In mid-August 2010, SKS Microfinance had an initial public offering (IPO) on the Bombay Stock Exchange, which raised $350 million and was oversubscribed 14 times and which included anchor investors such as George Soros. According to the company's website, SKS Microfinance has disbursed more than $15 billion in micro-loans.

Akula resigned from the role of Executive Chairperson on 23 November 2011 and he relinquished his role as a promoter of SKS on 3 May 2014.

===Influences===
When founding SKS, Akula drew inspiration from the work of Muhammad Yunus, the Nobel Prize winner and founder of the Grameen Bank in Bangladesh, one of the world's first microfinance organizations. In a face-to-face debate with Yunus at the 2010 Clinton Global Initiative, Akula insisted that going public is the only way for an MFI to raise sufficient funds to provide micro-loans for billions of poor people in need worldwide.

== Controversy ==
In late 2010, the state government of Andhra Pradesh accused microfinance companies, including the then market leader SKS, for the suicides of poor, debt-ridden residents of the state that year. Two investigations into the incident, the first an independent investigation commissioned by SKS, and the second commissioned by an industry umbrella group, both pointed to SKS involvement in the suicides, and said that SKS employees had engaged in illegal practices like verbal and physical harassment, coercion, and public humiliation, in order to recover debts.

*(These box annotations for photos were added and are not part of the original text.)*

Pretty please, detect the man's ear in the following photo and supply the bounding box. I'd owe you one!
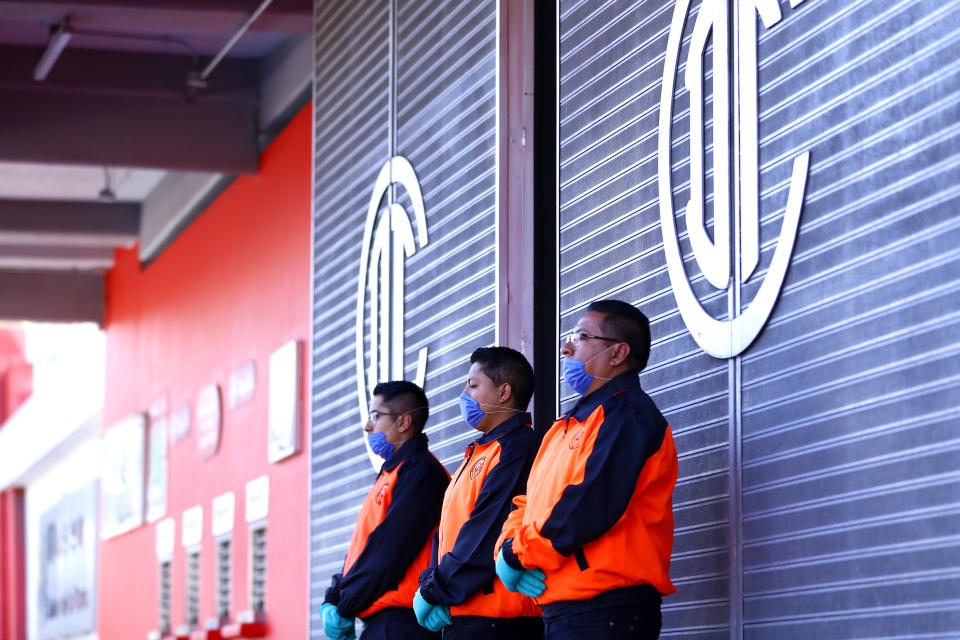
[610,342,630,367]
[397,413,413,433]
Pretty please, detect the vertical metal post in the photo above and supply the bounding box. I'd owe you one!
[732,0,743,640]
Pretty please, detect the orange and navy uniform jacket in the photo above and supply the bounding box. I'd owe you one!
[495,373,677,614]
[324,433,450,618]
[420,413,540,618]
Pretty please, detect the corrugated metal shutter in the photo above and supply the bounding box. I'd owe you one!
[310,0,496,638]
[560,2,731,639]
[560,0,960,639]
[742,0,960,639]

In an investigative article, Erika Kinetz of the Associated Press, wrote,"a profound shift in values and incentives at SKS began in 2008" when Akula left the CEO role. "Boston-based Sandstone Capital, now SKS' largest investor, made a major investment. It joined U.S. private equity firm Sequoia Capital, which funded Google and Apple and is SKS' largest shareholder, on the board of directors. Akula, who had been chief executive in the company's early days, stepped down in December 2008 but stayed on as chairman. The company brought in new top executives from the worlds of finance and insurance. SKS also began transferring more loans off its books, selling highly rated pools of loans to banks, which then assumed most of the associated risk of borrower default. That freed SKS to push out more and bigger loans. In December 2009, SKS launched a massive sales drive. The "Incentives Galore" program ran through February 2010 — just one month before the company filed its IPO prospectus." She noted that Akula tried to stop this. "In spring 2011, Akula began circulating a plan to spend $10 million to train financial counselors who would make sure clients weren't getting into too much debt and used their loans productively, according to people with firsthand knowledge of the proposal. The plan was never adopted."

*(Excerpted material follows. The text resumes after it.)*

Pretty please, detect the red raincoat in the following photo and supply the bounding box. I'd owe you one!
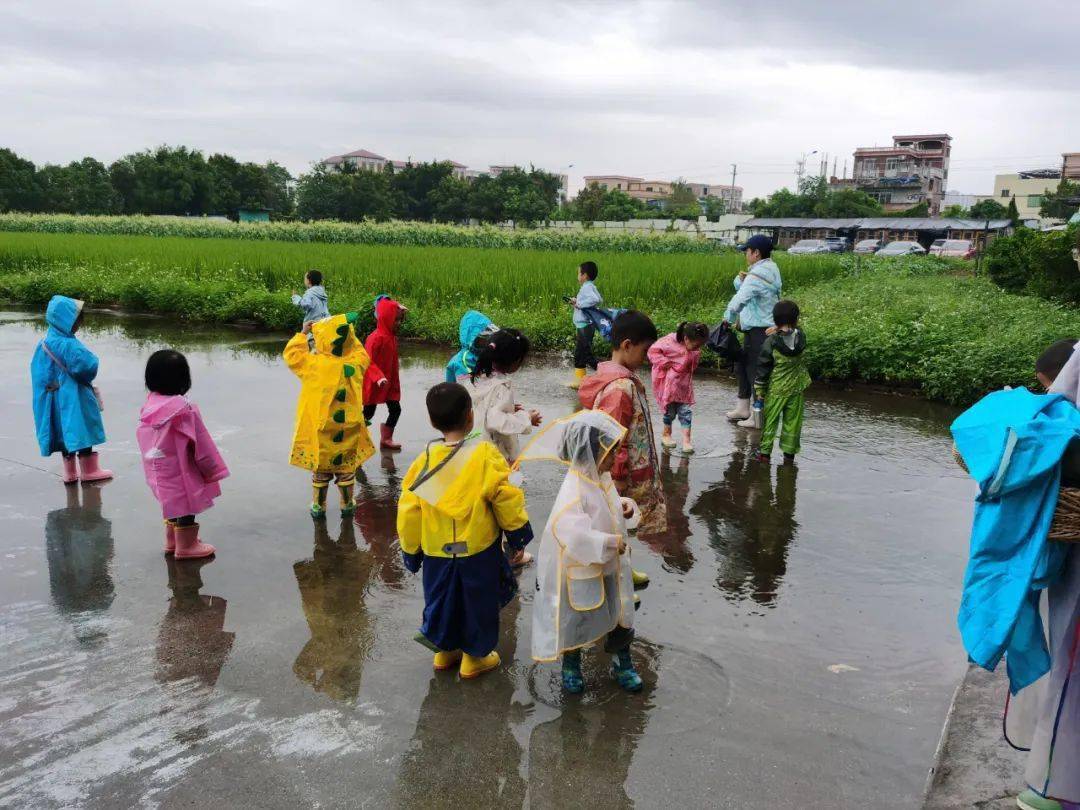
[364,298,402,405]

Akula addresses the controversy in his book, Micro-Meltdown: The Inside Story of the Rise, Fall, and Resurgence of the World's Most Valuable Microlender.

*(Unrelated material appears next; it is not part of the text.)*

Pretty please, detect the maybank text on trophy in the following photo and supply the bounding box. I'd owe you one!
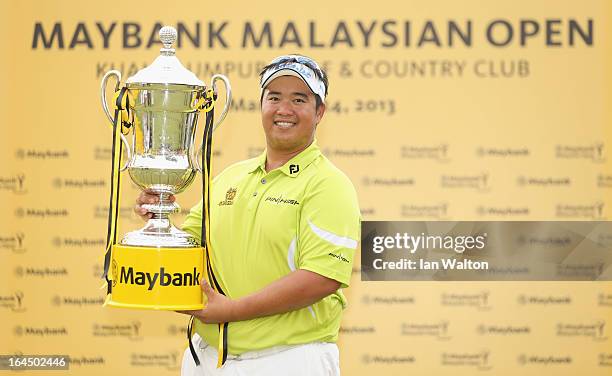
[101,26,231,310]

== Awards and recognition ==
Akula has received several awards for his work with SKS.

- Time magazine's 100 Most Influential People of the Year in 2006.
- Social Entrepreneur of the Year in India, 2006.
- Ernst & Young Entrepreneur of the Year in India (Start-up, 2006)
- Ernst & Young Entrepreneur of the Year in India (Business Transformation, 2010)
- India Today, India's 50 Most Powerful People, 2009.
- Forbes India, Person of the Year nominee, 2009.
- Godfrey Phillips National Bravery Award, 2010.
- World Economic Forum’s Young Global Leader award, 2008.
- Echoing Green Poverty Alleviation Economic Development - 1998 Fellow
- Karmaveer Puraskaar Noble Laureates, 2006–2007.